Accessibilité : seuls entre 5 à 15% des bâtiments publics sont aux normes !

En cinq ans, seuls 5 à 15% des bâtiments recevant du public dépendants de l'Etat ou des collectivités territoriales ont été mis aux normes pour l'accueil des handicapés, alors que la loi impose que tous les bâtiments soient équipés d'ici à 2015.

L'investissement à la charge de l'Etat et des collectivités territoriales pour cette mise aux normes est estimé à 20 milliards d'euros, selon une enquête réalisée par la fédération des APAJH (Association pour adultes et jeunes handicapés), la banque Dexia et la Fédération française du bâtiment. Pour l'Etat, le coût global est évalué à 3,6 milliards d'euros.
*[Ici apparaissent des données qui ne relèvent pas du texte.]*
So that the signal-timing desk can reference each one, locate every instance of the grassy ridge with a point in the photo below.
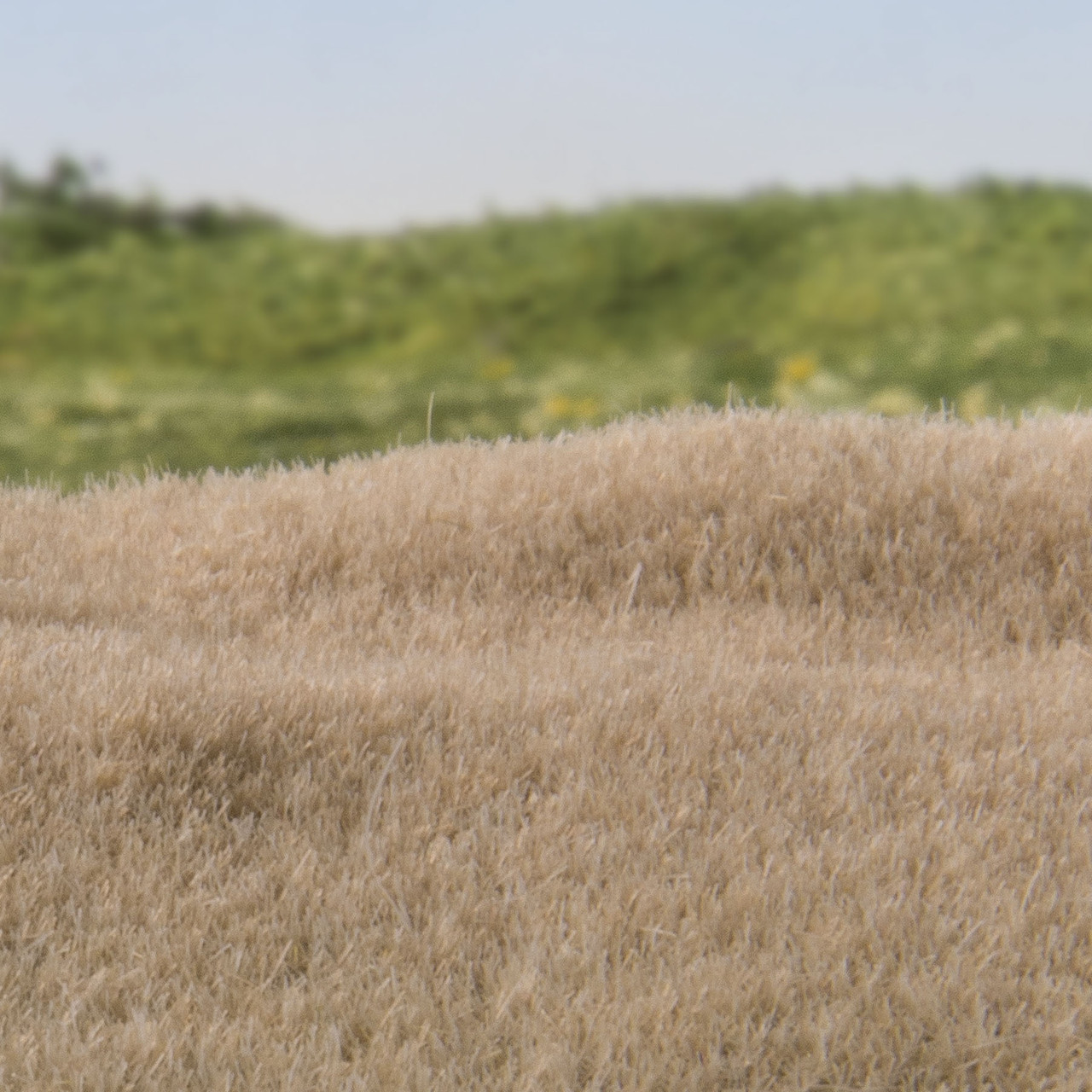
(272, 343)
(716, 752)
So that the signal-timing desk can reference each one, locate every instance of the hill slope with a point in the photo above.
(265, 343)
(716, 751)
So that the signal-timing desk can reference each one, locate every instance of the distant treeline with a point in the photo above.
(63, 212)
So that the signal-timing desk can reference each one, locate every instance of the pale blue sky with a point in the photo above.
(373, 115)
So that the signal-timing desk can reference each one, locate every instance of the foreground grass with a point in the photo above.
(721, 751)
(272, 344)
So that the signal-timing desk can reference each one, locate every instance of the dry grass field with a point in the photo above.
(716, 751)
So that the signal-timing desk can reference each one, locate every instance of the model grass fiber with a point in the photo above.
(708, 751)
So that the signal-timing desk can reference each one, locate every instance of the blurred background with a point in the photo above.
(235, 233)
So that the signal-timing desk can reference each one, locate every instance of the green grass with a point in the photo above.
(273, 344)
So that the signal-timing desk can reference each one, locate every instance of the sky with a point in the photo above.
(370, 116)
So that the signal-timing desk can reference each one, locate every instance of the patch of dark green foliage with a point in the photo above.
(132, 334)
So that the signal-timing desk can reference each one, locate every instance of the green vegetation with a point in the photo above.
(132, 334)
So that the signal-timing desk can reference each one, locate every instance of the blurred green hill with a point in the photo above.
(133, 334)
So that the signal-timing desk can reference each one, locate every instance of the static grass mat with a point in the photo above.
(708, 751)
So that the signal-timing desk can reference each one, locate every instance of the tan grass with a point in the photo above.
(713, 752)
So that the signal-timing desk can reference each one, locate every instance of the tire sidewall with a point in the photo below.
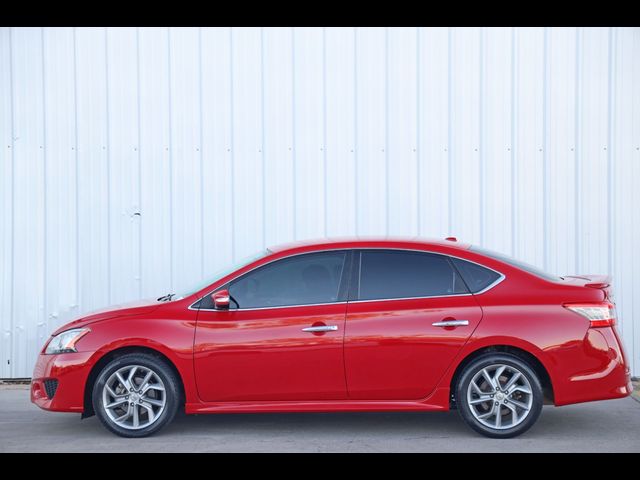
(165, 373)
(485, 361)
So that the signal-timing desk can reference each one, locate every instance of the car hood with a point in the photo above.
(123, 310)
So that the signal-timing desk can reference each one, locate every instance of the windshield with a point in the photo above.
(223, 272)
(516, 263)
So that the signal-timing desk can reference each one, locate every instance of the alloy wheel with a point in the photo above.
(500, 396)
(134, 397)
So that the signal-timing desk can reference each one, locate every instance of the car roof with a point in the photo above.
(369, 242)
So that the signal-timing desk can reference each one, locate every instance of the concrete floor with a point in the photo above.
(611, 426)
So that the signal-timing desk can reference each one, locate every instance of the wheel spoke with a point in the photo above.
(519, 404)
(486, 376)
(476, 388)
(132, 372)
(116, 403)
(124, 417)
(498, 423)
(514, 412)
(489, 413)
(153, 401)
(136, 419)
(152, 416)
(520, 388)
(481, 399)
(122, 381)
(514, 378)
(146, 379)
(496, 376)
(112, 392)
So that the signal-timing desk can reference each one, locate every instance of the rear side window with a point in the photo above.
(475, 276)
(516, 263)
(386, 274)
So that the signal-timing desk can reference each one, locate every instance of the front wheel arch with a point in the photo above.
(528, 357)
(108, 357)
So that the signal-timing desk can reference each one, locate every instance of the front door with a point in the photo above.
(281, 339)
(397, 342)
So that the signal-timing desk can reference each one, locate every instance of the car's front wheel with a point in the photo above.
(136, 395)
(499, 395)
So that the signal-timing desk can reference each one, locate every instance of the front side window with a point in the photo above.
(300, 280)
(387, 274)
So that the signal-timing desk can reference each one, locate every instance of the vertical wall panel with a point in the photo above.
(561, 191)
(135, 162)
(217, 130)
(464, 158)
(247, 159)
(278, 117)
(371, 132)
(340, 129)
(433, 131)
(529, 132)
(6, 204)
(401, 131)
(61, 281)
(93, 168)
(593, 157)
(186, 155)
(29, 195)
(308, 67)
(495, 138)
(155, 161)
(124, 164)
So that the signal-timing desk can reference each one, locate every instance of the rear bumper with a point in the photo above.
(71, 371)
(612, 379)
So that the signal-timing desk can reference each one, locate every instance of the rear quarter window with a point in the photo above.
(475, 276)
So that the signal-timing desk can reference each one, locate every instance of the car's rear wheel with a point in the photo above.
(136, 395)
(499, 395)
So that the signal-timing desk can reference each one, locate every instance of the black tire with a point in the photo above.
(489, 360)
(162, 370)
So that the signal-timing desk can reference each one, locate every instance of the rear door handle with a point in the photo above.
(451, 323)
(321, 328)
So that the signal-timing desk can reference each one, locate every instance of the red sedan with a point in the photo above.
(346, 325)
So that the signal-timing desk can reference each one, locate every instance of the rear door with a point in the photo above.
(408, 316)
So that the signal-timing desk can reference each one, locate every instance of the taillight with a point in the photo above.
(599, 314)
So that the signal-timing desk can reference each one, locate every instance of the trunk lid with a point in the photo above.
(600, 282)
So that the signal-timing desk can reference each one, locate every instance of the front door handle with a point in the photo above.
(321, 328)
(451, 323)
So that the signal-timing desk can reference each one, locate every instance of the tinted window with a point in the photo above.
(299, 280)
(516, 263)
(475, 276)
(398, 274)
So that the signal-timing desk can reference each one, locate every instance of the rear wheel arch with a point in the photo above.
(531, 359)
(108, 357)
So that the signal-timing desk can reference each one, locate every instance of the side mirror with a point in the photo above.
(221, 299)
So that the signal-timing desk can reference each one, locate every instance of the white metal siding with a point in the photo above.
(134, 162)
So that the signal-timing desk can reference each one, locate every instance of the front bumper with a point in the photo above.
(71, 371)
"A mi-chemin de l'échéance fixée par la loi du 11 février 2005, l'étude soulève des interrogations quant au respect des délais impartis en matière d'accessibilité globale des établissements recevant du public (ERP)", selon le communiqué. "Etat, régions, départements ou encore communes et leurs regroupements devront mesurer les enjeux pour être au rendez-vous en 2015".
Que dit la loi ?

Rappelons que l'accessibilité globale des établissements recevant du public est une obligation imposée par la loi du 11 février 2005 "pour l'égalité des droits et des chances, la participation et la citoyenneté des personnes handicapées".
En 2015, tous les ERP gérés par les collectivités locales et l'État - qu'ils soient récents ou anciens - devront être accessibles quelle que soit la nature de handicap. Un diagnostic de mise en accessibilité devra être réalisé au 1er janvier 2011 pour les 4 premières catégories d'ERP, soit la quasi-totalité des ERP, la 5ème et dernière catégorie concernant les établissements accueillant un nombre très réduit de personnes (inférieur à un seuil dépendant du type d'établissement).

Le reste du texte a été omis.